The original study, published last August in the Proceedings of the National Academy of Sciences by Dr. Madeline Meier of Duke University, and colleagues, was the strongest evidence yet that teen use of cannabis could cause a drop in IQ. Opponents of the study claimed that socio-economic factors are to blame.

Around 1000 people all born in the same year in the New Zealand city of Dunedin were interviewed at ages 18, 21, 26, 32 and 38 about their marijuana use. The participants were also tested for their cognitive abilities at age 13 before starting to use cannabis, and at age 38. The study found persistent cannabis use during teenage years was associated with a drop in IQ of seven or eight points by the age of 38.

A new paper contesting the interpretation of the large-scale marijuana study was published in the Proceedings of the National Academy of Sciences by Norwegian Dr.
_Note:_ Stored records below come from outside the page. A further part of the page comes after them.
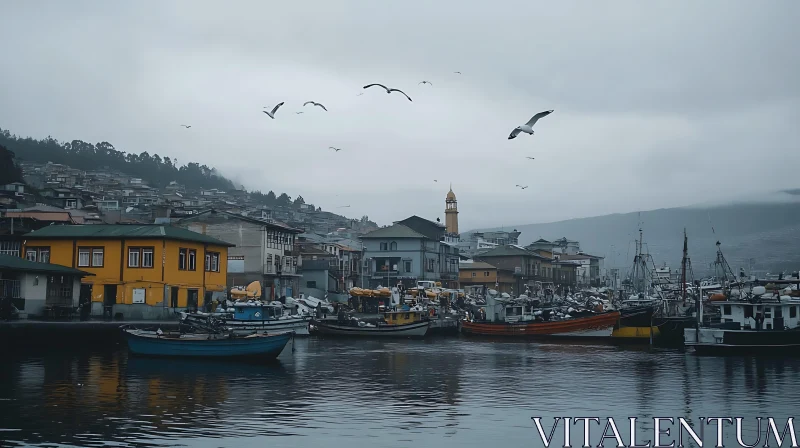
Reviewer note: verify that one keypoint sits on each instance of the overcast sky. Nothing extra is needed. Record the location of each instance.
(657, 104)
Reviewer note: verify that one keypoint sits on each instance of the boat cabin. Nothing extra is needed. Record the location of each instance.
(403, 317)
(257, 312)
(759, 316)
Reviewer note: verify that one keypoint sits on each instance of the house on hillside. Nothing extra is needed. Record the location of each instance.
(479, 273)
(139, 271)
(39, 289)
(262, 251)
(399, 253)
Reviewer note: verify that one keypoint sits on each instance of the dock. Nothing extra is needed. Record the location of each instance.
(29, 332)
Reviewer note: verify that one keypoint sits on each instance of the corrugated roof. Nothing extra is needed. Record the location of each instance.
(128, 231)
(509, 251)
(475, 265)
(394, 231)
(12, 263)
(43, 215)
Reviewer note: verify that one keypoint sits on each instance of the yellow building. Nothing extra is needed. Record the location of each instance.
(141, 271)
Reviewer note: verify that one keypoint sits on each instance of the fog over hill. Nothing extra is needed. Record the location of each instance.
(764, 229)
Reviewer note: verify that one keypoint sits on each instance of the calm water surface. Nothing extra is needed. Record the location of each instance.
(376, 394)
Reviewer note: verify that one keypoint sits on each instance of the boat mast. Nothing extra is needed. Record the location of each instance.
(683, 268)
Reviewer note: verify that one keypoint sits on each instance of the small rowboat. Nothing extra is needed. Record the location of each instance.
(206, 345)
(337, 328)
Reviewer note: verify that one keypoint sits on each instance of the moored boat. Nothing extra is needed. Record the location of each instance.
(245, 318)
(256, 346)
(749, 326)
(397, 324)
(522, 317)
(598, 325)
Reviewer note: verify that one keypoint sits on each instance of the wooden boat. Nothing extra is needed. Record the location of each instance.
(395, 324)
(591, 326)
(753, 326)
(205, 345)
(247, 318)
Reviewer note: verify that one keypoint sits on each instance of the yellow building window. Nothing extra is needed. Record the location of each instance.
(212, 262)
(40, 254)
(140, 257)
(90, 257)
(187, 259)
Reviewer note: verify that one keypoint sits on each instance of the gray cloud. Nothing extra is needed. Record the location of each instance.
(656, 104)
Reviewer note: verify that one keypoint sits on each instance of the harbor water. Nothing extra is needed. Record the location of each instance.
(357, 393)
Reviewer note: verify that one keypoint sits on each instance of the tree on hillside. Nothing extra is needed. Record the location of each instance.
(284, 199)
(155, 170)
(9, 171)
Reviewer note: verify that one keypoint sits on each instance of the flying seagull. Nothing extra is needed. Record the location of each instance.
(316, 104)
(528, 127)
(388, 90)
(275, 109)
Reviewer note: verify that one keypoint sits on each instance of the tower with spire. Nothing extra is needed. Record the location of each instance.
(451, 213)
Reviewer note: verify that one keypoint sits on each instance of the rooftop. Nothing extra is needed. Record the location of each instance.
(510, 251)
(394, 231)
(12, 263)
(119, 231)
(475, 265)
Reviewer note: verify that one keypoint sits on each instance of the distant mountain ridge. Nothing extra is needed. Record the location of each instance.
(153, 169)
(768, 233)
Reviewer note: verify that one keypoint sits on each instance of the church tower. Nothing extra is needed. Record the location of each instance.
(451, 212)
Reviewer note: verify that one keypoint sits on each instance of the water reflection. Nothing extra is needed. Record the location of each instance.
(381, 393)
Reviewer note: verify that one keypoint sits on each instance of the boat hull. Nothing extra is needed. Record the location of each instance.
(595, 326)
(257, 347)
(413, 330)
(243, 327)
(443, 327)
(724, 341)
(635, 325)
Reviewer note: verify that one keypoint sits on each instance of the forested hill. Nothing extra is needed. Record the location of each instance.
(153, 169)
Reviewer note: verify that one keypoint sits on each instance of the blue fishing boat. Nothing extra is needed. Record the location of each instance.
(258, 346)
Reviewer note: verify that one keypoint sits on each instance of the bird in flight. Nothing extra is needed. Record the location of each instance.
(316, 104)
(528, 127)
(388, 90)
(275, 109)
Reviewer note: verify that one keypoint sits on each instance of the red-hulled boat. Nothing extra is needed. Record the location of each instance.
(599, 325)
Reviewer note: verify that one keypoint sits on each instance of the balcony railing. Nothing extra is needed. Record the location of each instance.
(280, 270)
(10, 289)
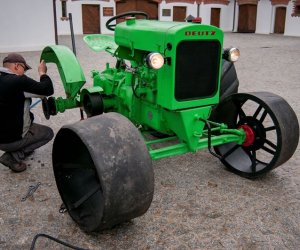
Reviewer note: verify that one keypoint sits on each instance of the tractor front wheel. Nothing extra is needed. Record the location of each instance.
(103, 171)
(271, 128)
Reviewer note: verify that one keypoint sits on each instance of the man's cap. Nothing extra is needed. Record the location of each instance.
(16, 58)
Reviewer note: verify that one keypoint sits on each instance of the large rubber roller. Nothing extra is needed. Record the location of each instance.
(103, 171)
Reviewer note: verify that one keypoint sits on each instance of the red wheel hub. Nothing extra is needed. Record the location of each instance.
(250, 136)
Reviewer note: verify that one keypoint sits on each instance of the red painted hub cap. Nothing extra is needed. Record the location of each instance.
(250, 136)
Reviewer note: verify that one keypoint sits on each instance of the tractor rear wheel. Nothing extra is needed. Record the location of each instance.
(103, 171)
(271, 128)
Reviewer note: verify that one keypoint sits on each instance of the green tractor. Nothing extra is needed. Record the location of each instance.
(172, 91)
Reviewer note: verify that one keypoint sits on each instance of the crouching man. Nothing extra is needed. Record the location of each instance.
(19, 135)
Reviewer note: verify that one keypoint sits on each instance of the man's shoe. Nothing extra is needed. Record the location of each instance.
(9, 161)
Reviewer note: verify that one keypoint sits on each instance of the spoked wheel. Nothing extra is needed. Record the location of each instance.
(271, 128)
(103, 171)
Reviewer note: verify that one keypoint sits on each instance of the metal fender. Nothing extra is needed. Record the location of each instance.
(68, 66)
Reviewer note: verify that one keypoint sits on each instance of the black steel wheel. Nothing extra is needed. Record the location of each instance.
(271, 127)
(103, 171)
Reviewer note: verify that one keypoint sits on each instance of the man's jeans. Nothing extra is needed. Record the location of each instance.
(37, 136)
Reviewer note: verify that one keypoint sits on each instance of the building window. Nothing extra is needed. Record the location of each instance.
(64, 12)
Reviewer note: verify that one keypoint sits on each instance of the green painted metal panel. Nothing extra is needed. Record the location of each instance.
(68, 66)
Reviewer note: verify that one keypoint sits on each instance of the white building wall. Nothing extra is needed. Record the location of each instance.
(191, 9)
(264, 17)
(226, 15)
(26, 25)
(75, 7)
(292, 24)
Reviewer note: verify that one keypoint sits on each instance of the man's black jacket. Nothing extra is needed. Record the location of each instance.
(12, 88)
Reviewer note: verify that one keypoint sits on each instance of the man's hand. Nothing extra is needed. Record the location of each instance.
(42, 69)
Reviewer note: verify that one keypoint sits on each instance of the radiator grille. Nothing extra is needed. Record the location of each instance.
(197, 69)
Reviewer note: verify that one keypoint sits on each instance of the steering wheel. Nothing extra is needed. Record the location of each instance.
(125, 14)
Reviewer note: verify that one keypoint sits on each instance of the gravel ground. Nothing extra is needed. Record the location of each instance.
(197, 203)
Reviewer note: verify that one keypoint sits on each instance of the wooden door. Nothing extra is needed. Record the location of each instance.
(280, 20)
(148, 6)
(179, 13)
(215, 17)
(247, 18)
(90, 19)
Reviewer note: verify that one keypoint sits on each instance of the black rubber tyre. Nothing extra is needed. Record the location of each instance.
(273, 132)
(103, 171)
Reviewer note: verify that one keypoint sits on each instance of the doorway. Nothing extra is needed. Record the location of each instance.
(280, 20)
(247, 18)
(90, 19)
(148, 6)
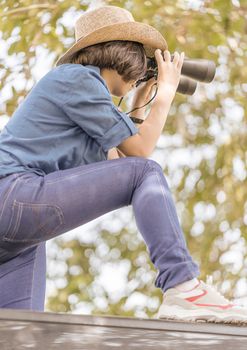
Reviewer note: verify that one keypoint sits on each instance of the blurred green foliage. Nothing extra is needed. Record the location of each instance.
(208, 128)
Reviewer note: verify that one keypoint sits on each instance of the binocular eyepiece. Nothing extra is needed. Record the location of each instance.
(193, 70)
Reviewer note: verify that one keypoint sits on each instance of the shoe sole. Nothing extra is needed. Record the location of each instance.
(175, 313)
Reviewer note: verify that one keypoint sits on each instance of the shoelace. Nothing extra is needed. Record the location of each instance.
(213, 289)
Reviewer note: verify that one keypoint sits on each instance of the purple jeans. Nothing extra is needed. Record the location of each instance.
(34, 209)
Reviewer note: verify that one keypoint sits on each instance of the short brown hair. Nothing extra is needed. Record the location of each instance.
(128, 58)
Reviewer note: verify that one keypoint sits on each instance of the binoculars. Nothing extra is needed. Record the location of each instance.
(193, 70)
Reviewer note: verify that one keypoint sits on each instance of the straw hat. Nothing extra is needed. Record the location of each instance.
(109, 23)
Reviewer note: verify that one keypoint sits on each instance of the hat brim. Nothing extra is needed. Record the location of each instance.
(130, 31)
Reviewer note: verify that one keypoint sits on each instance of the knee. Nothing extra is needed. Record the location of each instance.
(145, 165)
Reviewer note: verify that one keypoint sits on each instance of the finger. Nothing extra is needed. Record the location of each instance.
(176, 58)
(167, 56)
(159, 57)
(181, 61)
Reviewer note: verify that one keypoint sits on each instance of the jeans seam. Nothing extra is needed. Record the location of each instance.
(172, 221)
(8, 194)
(57, 209)
(87, 172)
(36, 250)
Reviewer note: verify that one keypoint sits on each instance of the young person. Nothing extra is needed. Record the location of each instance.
(68, 156)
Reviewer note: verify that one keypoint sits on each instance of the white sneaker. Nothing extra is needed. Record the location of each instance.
(202, 303)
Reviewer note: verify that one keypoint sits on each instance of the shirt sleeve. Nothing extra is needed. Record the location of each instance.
(90, 106)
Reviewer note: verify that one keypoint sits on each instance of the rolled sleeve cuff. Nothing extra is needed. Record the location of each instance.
(119, 132)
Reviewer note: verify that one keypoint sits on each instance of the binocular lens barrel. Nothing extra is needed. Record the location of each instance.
(199, 69)
(186, 86)
(192, 70)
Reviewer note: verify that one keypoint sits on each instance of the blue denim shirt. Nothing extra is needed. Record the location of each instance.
(68, 119)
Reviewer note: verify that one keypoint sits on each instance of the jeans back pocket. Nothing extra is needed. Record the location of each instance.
(33, 222)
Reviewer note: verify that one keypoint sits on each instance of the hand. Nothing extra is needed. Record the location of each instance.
(169, 71)
(144, 92)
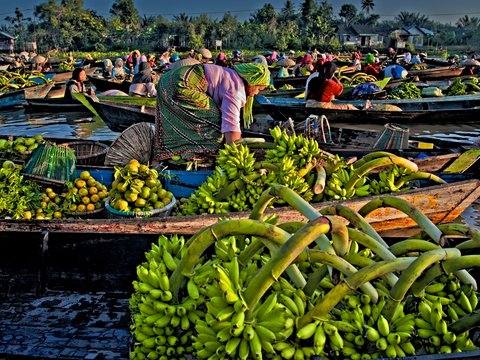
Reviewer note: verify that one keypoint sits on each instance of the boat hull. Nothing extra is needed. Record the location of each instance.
(17, 97)
(433, 110)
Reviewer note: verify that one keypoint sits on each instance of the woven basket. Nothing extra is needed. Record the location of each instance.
(88, 152)
(136, 142)
(95, 214)
(163, 212)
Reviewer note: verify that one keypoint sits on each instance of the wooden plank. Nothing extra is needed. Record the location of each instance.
(464, 162)
(438, 202)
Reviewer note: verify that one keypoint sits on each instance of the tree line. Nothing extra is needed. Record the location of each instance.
(68, 25)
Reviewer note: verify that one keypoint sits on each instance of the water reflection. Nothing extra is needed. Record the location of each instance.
(73, 125)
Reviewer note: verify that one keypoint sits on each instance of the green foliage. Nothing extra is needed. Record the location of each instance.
(68, 25)
(406, 91)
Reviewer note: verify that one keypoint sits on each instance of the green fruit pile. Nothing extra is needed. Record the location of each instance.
(137, 188)
(331, 288)
(84, 194)
(297, 162)
(21, 147)
(17, 195)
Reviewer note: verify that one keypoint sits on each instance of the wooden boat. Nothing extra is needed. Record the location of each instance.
(437, 73)
(104, 84)
(431, 110)
(436, 62)
(120, 116)
(300, 81)
(64, 76)
(54, 105)
(16, 97)
(441, 203)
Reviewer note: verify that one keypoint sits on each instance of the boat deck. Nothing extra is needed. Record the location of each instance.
(64, 325)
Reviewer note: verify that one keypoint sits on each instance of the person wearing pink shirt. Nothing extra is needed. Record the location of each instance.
(201, 105)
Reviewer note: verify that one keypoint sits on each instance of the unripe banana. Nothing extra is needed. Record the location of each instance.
(382, 326)
(307, 331)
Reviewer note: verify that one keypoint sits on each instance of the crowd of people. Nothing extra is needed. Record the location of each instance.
(202, 99)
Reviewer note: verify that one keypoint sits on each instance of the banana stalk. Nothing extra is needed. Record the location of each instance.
(409, 276)
(321, 179)
(369, 157)
(238, 184)
(452, 229)
(280, 260)
(340, 239)
(419, 175)
(203, 239)
(351, 283)
(404, 206)
(291, 227)
(418, 287)
(466, 323)
(376, 247)
(375, 163)
(465, 262)
(402, 247)
(289, 196)
(314, 280)
(356, 220)
(266, 165)
(344, 267)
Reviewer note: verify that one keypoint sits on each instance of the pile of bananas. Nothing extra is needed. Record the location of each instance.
(297, 162)
(239, 179)
(19, 148)
(65, 66)
(251, 289)
(137, 188)
(357, 78)
(10, 80)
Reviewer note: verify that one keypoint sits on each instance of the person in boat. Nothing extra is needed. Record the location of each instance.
(151, 60)
(75, 84)
(395, 71)
(324, 87)
(143, 82)
(199, 106)
(47, 67)
(356, 56)
(307, 65)
(204, 55)
(416, 59)
(471, 67)
(221, 59)
(237, 56)
(372, 66)
(132, 61)
(107, 68)
(119, 71)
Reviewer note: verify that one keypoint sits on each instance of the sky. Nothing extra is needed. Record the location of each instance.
(446, 11)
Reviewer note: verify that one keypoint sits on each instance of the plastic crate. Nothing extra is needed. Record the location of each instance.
(116, 214)
(182, 183)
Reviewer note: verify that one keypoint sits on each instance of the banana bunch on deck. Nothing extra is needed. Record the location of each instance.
(331, 288)
(298, 163)
(11, 81)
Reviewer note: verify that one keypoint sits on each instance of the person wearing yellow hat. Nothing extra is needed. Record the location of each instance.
(201, 105)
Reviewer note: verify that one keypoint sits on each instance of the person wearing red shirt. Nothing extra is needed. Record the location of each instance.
(323, 89)
(325, 86)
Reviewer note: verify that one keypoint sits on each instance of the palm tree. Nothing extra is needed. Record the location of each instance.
(467, 22)
(368, 5)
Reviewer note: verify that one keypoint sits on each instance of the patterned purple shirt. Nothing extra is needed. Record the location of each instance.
(227, 89)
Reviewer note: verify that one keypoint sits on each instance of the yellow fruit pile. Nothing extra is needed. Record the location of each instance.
(85, 194)
(137, 188)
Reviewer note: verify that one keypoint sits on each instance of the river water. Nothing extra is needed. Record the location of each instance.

Ole Rogeberg of the Ragnar Frisch Centre for Economic Research in criticizes Meier for failing to control their study for socio-economic status: Poorer kids were getting an initial boost in IQ when they first went to school but that this declined once they left school.

“Indeed, when discussing traits like IQ, it would be surprising for one factor to be 100 percent causal. The strengths of the Meier et al study are that it is longitudinal in nature and that it controlled for a/ /number of factors including years of education, schizophrenia, and other substance abuse. That said, observational studies in humans cannot account for all potentially confounding variables. In contrast, animal studies—though limited in their application to the complex human brain—can more definitively assess the relationship between drug exposure and various outcomes. They have shown that exposure to cannabinoids during adolescent development can cause long-lasting changes in the brain’s reward system as well as the hippocampus, a brain area critical for learning and memory,” Dr. Volkow wrote on NIDA’s website.

“The message inherent in these and in multiple supporting studies is clear. Regular marijuana use in adolescence is known to be part of a cluster of behaviours that can produce enduring detrimental effects and alter the trajectory of a young person’s life—thwarting his or her potential. Beyond potentially lowering IQ, teen marijuana use is linked to school dropout, other drug use, mental health problems, etc. Given the current number of regular marijuana users (about 1 in 15 high school seniors) and the possibility of this number increasing with marijuana legalization, we cannot afford to divert our focus from the central point: regular marijuana use stands to jeopardize a young person’s chances of success—in school and in life,” she concluded.